Here's a recursive strategy:

1. Ensure that the left subtree is balanced.
2. Ensure that the right subtree is balanced.
3. Ensure that the difference between heights of left subtree and right subtree is not more than 1.

In [14]:
def is_balanced(node):
    if node is None:
        return True, 0
    balanced_l, height_l = is_balanced(node.left)
    balanced_r, height_r = is_balanced(node.right)
    balanced = balanced_l and balanced_r and abs(height_l - height_r) <=1
    height = 1 + max(height_l, height_r)
    return balanced, height

# Balanced Binary Search Trees

In [17]:
def make_balanced_bst(data, lo=0, hi=None, parent=None):
    if hi is None:
        hi = len(data) - 1
    if lo > hi:
        return None
    
    mid = (lo + hi) // 2
    key, value = data[mid]

    root = BSTNode(key, value)
    root.parent = parent
    root.left = make_balanced_bst(data, lo, mid-1, root)
    root.right = make_balanced_bst(data, mid+1, hi, root)
    
    return root
    



# Balancing an Unbalanced BST

In [19]:
# What's the real improvement between O(N) and O(log N)?
import math

math.log(100000000, 2)

26.5754247590989

In [20]:
# The logarithm (base 2) of 100 million is around 26. Thus, it takes only 26 operations to find or update a node within a BST (as opposed to 100 million).
%%time
for i in range(26):
    j = i*i

CPU times: user 12 µs, sys: 1 µs, total: 13 µs
Wall time: 17.6 µs


In [21]:
# Compared to linear time:
%%time
for i in range(100000000):
    j = i*i

CPU times: user 12.7 s, sys: 2.35 ms, total: 12.7 s
Wall time: 12.7 s


# A Python-Friendly Treemap
We are now ready to return to our original problem statement.

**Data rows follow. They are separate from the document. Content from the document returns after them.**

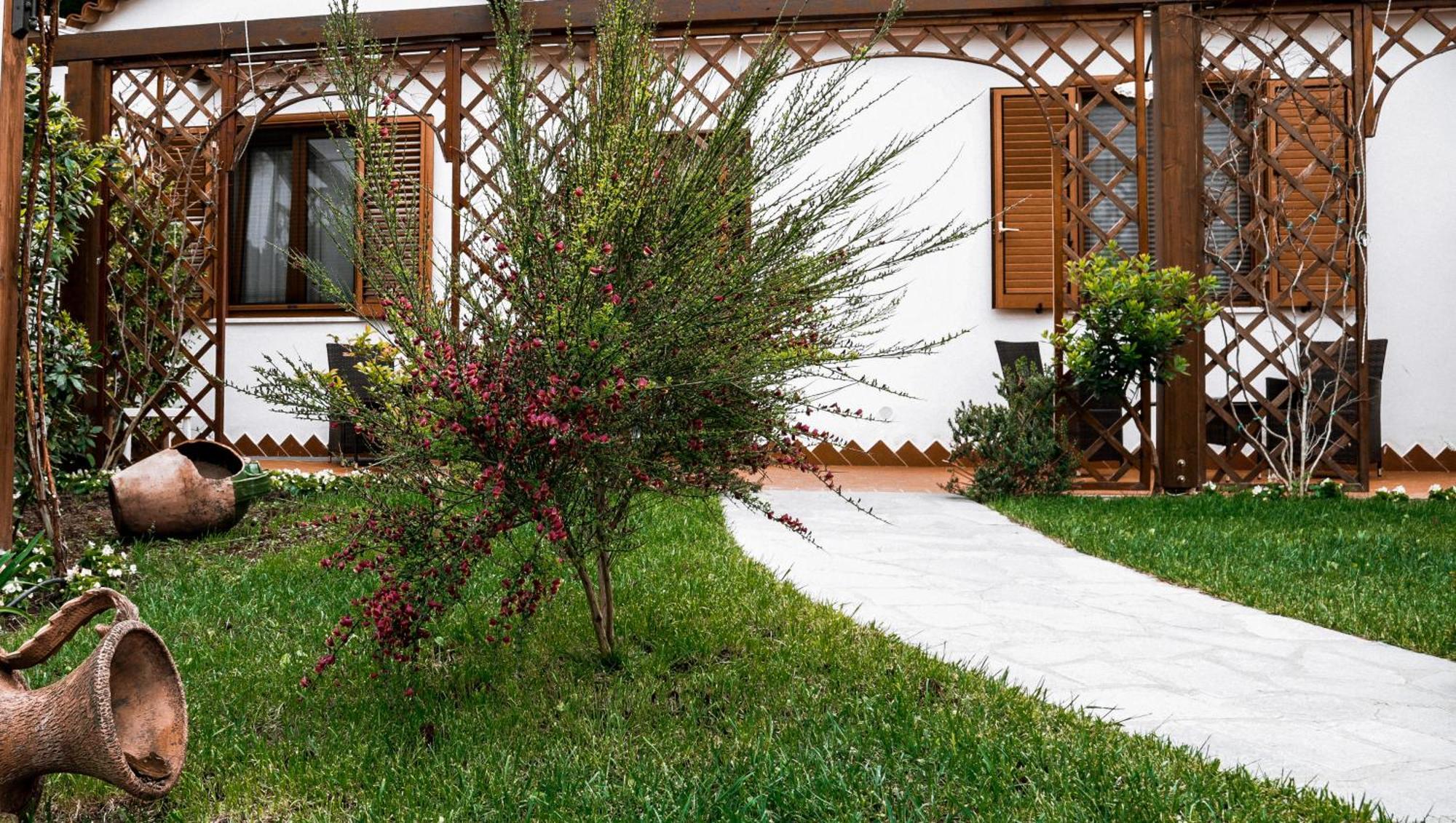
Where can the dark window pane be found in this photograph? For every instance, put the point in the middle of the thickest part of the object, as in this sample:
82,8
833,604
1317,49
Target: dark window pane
1227,186
264,261
1109,214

QUESTION 1: As a senior backend engineer at Jovian, you are tasked with developing a fast in-memory data structure to manage profile information (username, name and email) for 100 million users. It should allow the following operations to be performed efficiently:

Insert the profile information for a new user.
Find the profile information of a user, given their username
Update the profile information of a user, given their usrname
List all the users of the platform, sorted by username
You can assume that usernames are unique.

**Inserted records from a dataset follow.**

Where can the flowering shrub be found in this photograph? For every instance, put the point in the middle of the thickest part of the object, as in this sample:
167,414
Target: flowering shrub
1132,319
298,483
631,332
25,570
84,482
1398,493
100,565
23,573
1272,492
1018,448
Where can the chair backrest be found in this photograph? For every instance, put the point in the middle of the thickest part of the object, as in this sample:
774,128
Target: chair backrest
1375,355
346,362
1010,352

We can create a generic class TreeMap which supports all the operations specified in the original problem statement in a python-friendly manner.

In [22]:
class TreeMap():
    def __init__(self):
        self.root = None
        
    def __setitem__(self, key, value):
        node = find(self.root, key)
        if not node:
            self.root = insert(self.root, key, value)
            self.root = balance_bst(self.root)
        else:
            update(self.root, key, value)
            
        
    def __getitem__(self, key):
        node = find(self.root, key)
        return node.value if node else None
    
    def __iter__(self):
        return (x for x in list_all(self.root))
    
    def __len__(self):
        return tree_size(self.root)
    
    def display(self):
        return display_keys(self.root)